Building my second barn now, learned a few things from the first one *(though my first one I wasn’t quite a rookie at it either)

  1. Drainage like everyone says, put this one as on top of a hill as I could get it (natural drainage on three sides and graded the front drive going to it so it runs away).

  2. Easy access to water…HATE frozen hoses, the shorter the hose you have to deal with the easier to keep them drained and open for water in winter. At this place main water is trough outside barn, have a frost free hydrant there approx 2 feet from trough (outside fence) only need 2 feet of hose to fill it…LOVE this.

  3. Have a 12 foot concrete aisle, and I feel happy with that, we easily can drive a truck/trailer through it and park the tractor in there as well. Aisle is 12 feet high as well, great ventilation. New barn aisle has door at each end, and with other openings, LOTS of breezes during hot summers, our winters aren’t so tough.

  4. OVERHANGS! Best part, because I don’t keep horses up but just keep stalls open for them, so they can stand in the shade in the summer, and keep from the rain/snow/wind in winter and still be out where they are happiest. Mine are 12’ and run down both sides of barn. Horses have one side and horse trailer and tractor are parked on the other side.

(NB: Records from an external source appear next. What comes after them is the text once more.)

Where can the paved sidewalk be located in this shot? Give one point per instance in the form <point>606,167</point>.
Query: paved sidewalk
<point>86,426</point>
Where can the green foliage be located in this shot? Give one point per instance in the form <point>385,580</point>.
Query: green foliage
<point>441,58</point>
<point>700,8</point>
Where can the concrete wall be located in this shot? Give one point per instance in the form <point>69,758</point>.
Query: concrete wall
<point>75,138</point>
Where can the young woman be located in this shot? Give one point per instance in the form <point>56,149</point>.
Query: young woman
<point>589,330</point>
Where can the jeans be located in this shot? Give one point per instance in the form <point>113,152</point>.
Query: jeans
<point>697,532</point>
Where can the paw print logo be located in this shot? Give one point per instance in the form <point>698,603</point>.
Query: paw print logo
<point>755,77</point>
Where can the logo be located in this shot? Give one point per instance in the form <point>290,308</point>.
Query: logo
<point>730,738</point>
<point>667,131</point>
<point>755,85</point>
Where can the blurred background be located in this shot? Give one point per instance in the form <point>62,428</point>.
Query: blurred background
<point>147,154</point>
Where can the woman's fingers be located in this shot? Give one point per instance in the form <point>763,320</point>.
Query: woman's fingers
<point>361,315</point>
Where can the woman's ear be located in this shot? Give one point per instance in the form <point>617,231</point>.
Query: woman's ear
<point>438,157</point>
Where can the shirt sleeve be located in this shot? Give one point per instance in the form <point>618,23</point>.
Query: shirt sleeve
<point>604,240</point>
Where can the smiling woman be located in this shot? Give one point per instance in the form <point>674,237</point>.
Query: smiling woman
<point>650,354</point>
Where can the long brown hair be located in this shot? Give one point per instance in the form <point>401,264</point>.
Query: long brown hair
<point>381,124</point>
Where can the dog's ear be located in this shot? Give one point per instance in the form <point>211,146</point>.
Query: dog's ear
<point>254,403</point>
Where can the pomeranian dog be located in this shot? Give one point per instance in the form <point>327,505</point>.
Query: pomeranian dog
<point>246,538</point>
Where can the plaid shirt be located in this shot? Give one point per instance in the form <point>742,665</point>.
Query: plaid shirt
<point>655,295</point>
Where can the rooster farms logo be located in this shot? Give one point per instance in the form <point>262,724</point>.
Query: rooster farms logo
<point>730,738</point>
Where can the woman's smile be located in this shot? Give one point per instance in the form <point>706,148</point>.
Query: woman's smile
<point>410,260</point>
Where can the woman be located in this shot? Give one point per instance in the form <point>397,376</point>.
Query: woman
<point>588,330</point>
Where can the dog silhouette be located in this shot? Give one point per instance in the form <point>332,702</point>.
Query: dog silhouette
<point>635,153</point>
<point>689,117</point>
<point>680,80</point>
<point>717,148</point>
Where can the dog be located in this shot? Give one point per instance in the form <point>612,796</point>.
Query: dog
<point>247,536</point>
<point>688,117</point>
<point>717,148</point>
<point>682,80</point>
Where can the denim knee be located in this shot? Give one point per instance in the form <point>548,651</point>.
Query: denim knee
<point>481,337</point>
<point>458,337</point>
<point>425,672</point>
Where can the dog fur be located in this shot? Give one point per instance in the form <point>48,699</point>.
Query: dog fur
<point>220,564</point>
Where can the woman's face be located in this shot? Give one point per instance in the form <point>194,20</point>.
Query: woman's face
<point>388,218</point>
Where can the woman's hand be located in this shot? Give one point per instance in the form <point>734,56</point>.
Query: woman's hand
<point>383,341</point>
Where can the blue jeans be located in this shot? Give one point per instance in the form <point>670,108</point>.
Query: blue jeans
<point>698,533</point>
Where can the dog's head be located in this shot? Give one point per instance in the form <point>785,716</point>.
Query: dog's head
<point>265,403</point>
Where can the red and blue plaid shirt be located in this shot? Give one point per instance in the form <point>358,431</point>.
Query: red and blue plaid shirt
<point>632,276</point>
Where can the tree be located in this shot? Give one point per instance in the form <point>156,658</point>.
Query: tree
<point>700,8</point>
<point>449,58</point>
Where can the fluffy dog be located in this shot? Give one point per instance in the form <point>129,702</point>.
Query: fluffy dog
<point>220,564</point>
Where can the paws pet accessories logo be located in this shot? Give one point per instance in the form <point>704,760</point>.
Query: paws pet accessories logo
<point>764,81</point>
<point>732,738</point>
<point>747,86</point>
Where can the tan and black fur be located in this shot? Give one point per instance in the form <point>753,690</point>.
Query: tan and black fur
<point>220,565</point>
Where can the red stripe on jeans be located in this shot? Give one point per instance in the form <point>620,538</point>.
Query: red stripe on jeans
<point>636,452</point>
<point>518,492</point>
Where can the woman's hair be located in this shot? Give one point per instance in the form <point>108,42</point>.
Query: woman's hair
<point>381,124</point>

  5. Stalls are rubber mats over crushed stone, done it before and it’s great.

  6. Tack/feed room, only have a 12x12, but it’s just me and MY stuff. Love what Renae pointed out about mice and feed and getting into your STUFF. I HATE THAT!! Mouse poop everywhere. Plan is for mouse resistant cabinets for stuff and feed in metal trash cans. (big bins can’t be dumped and cleaned easily, trash cans are great for this, no fear of moldy leftovers.). Thanks to this board, I"m more aware of the threat of saddles being stolen, and plan to put those inside a locked cabinet at least, the downside being mold, but then the tack room will be insulated and a dehumidifier is in the budget.

  7. Have a power outlet at each stall for whatever you need, digging out extension cords is a pain and make sure you have an outlet for easy reach for farrier and vet. As for GFCI…if the first outlet of the circuit is GFCI, that protects all the others down the line from it, so you just need one for each circuit. We’re putting floodlights at each barn corner and dusk to dawn at peak and running aisle lights and stall lights on different switches. Plan is to be able to light it up like Vegas if we need to. One thing I am working on that I’m trying to hammer out details of is having low set protected lights on the wall in the grooming area, nice if you have a hoof/leg injury or for a farrier shoeing in the dark (or for grooming bellies) as overheads cast a terrible shadow. Saw this in a nice barn one time in the grooming bay and though what a fantastic idea!

Even more great ideas! Thanks!!

[QUOTE=ReSo![](ething;6606501]
Loading hay into a loft is one of my least favorite activities, and we have a sled that runs up a ladder. Plop the bale on the sled and haul it up - we need a double block and tackle to make it easier but only have a joke of a single. Before we used the FEL and drove the tractor part way in and grabbed the bales off that but it was always a little sketchy leaning out into space too much. We’ve walled off that entry and can’t get the FEL close enough now.

Have you planned at all on how to load the loft? Will your hay guy do it when he delivers or will you be the one gettnig covered in itchy chaff?

In my perfect world I’d have an extending conveyor on the back of a truck-like pro roofers have-that of course would be miraculously stored ready for use somewhere on my place so we could just toss the bales on the conveyor and they would ride up to the loft without any grunt power.

In the real world however . . .

When I was a kid a lot of the monitor barns or loft barns in general had an extension on the roof peak that stuck out about four to six feet and had the double block hanging from a track. You had hay hooks on the end of tha tackle and hooked the bale, hoisted it up and then lead it back into the barn with the little apparatus riding on the track. It only went into the barn a little bit, after that you had to pull it back and do it again. They make all kinds of electric winches nowadays for the exact same use, for pulling motors and changing BIG batteries out of forklifts and such, hook it up, just press the button and up she goes, lead it away, put it down and get a fresh battery and lead it back etc… That’s expensive and may be overkill for an 8 stall barn though.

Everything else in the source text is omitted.